Elasticsearch slow search after restart: cold OS page cache and warmup
Restart an Elasticsearch node and searches that normally return in tens of milliseconds now take seconds. CPU stays low, disk read throughput spikes, and iowait climbs. This is not a failing disk, a runaway query, or a JVM heap problem. It is a cold OS page cache.
Elasticsearch relies on the OS filesystem cache to serve search requests from Lucene segment files. After any restart, that cache is empty. The kernel must read segments from disk into memory on demand. Until the working set is resident, queries incur disk I/O that should have been cache hits. Depending on the ratio of dataset size to available RAM, warmup can last minutes to hours.
Elasticsearch 7.0 introduced a second mechanism that produces nearly identical symptoms with a different fix. Shards that receive no search or GET request for index.search.idle.after (default 30s) enter an idle state. The next query triggers a synchronous refresh before executing, adding latency that can be mistaken for cache coldness. Telling the two apart determines whether you wait, tune a setting, or query differently.
What this means
Elasticsearch keeps index data out of the JVM heap. The heap holds segment metadata, query structures, and caches; the OS page cache holds the actual inverted indices and stored fields. This design makes the page cache the single most important resource for search performance.
After a restart, the page cache is empty. The first queries to each shard trigger sequential disk reads. Because the query itself is not CPU-intensive, the node sits with low CPU and high disk wait until the kernel caches the relevant segment files. Latency can be 10-100x higher than normal during this window. Search is scatter-gather across target shards, so the slowest cold shard sets overall latency.

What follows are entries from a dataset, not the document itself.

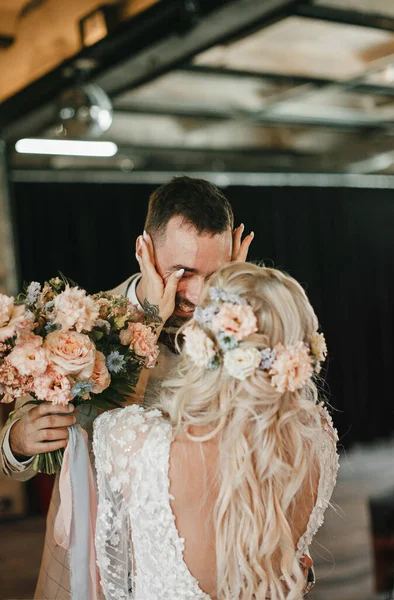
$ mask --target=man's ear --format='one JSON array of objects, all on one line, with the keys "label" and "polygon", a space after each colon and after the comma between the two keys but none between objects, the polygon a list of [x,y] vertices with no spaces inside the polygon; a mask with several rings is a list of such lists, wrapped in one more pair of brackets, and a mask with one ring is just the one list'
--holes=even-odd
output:
[{"label": "man's ear", "polygon": [[141,236],[139,235],[135,241],[135,252],[138,256],[141,256]]}]

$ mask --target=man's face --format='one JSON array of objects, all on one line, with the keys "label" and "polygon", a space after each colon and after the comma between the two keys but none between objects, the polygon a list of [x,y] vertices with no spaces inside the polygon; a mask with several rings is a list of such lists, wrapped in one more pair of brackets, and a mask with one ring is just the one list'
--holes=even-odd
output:
[{"label": "man's face", "polygon": [[185,269],[178,284],[174,317],[189,318],[198,304],[205,280],[223,264],[230,262],[232,232],[211,235],[173,217],[165,236],[155,244],[156,269],[164,281],[174,271]]}]

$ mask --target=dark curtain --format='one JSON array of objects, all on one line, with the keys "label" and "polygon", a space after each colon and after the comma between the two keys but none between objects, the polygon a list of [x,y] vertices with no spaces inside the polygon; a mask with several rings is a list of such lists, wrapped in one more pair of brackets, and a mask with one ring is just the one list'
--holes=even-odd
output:
[{"label": "dark curtain", "polygon": [[[21,282],[61,271],[88,291],[137,269],[135,239],[156,186],[14,186]],[[394,201],[390,190],[225,190],[237,224],[254,229],[250,259],[306,288],[326,334],[326,395],[349,448],[394,428]]]}]

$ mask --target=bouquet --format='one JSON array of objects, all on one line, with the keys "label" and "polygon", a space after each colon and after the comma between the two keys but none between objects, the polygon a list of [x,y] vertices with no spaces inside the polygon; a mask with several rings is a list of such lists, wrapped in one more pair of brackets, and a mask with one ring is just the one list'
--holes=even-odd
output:
[{"label": "bouquet", "polygon": [[[63,276],[32,282],[16,299],[0,294],[1,402],[29,394],[33,404],[122,406],[141,369],[156,364],[157,322],[147,312],[148,324],[124,296],[89,295]],[[39,454],[33,467],[55,473],[62,456]]]}]

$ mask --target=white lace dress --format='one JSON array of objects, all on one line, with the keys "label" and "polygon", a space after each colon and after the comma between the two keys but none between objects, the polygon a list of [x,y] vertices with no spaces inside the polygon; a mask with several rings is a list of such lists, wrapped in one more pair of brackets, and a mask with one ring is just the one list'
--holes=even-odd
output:
[{"label": "white lace dress", "polygon": [[[325,417],[318,498],[298,543],[299,556],[323,522],[336,481],[336,432]],[[172,427],[158,410],[129,406],[94,423],[97,563],[107,600],[210,600],[183,559],[184,539],[170,505],[172,440]]]}]

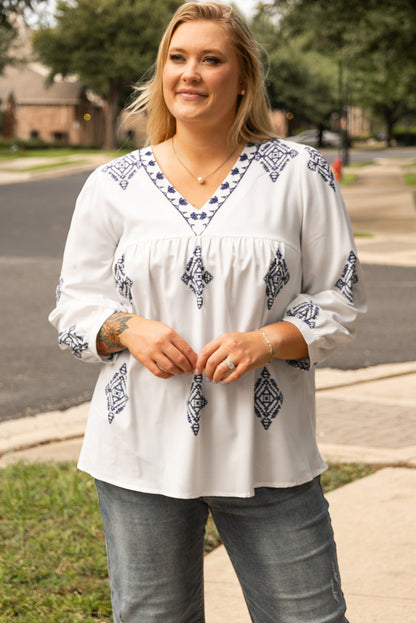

The idle-shard refresh behavior is separate and per-shard. When a shard goes idle, Elasticsearch stops background refreshes to save indexing overhead. The next search must wait for a refresh to complete. This does not require a restart, but it is often first noticed after a restart when traffic resumes unevenly across shards.
flowchart TD
A[High search latency after restart] --> B{Low CPU and high disk reads?}
B -->|Yes| C[Cold OS page cache]
B -->|No| D{Slow log shows refresh wait?}
D -->|Yes| E[Idle shard refresh block]
D -->|No| F[Investigate queries segments heap]Common causes
| Cause | What it looks like | First thing to check |
|---|---|---|
| Cold OS page cache after restart | Query and fetch latency elevated, low CPU, high disk I/O, no slow log entries | free -w or /proc/meminfo for cached memory, plus _cat/allocation for segment store size |
| Idle-shard refresh blocking (Elasticsearch 7.0+) | First search after idle period is slow; subsequent queries on the same shard are fast | GET /<index>/_settings/index.search.idle.after and slow logs |
| Excessive Linux readahead thrashing the cache | Sustained high disk throughput but poor cache residency, common on LVM or RAID | lsblk or blockdev readahead values |
| Insufficient RAM for the page cache | Chronic high latency even after warmup; node memory is too small for the working set | Compare total index size on node to available system memory after heap |
Quick checks
# OS page cache and memory layout
free -w
# Elasticsearch node-level OS memory stats
curl -s 'http://localhost:9200/_nodes/stats/os?filter_path=nodes.*.os.mem'
# Index settings that affect warmup and idle refresh
curl -s 'http://localhost:9200/<index>/_settings?filter_path=**.index.store.preload,**.index.search.idle.after'
# Slow queries with refresh waits (path and format depend on log4j2 configuration)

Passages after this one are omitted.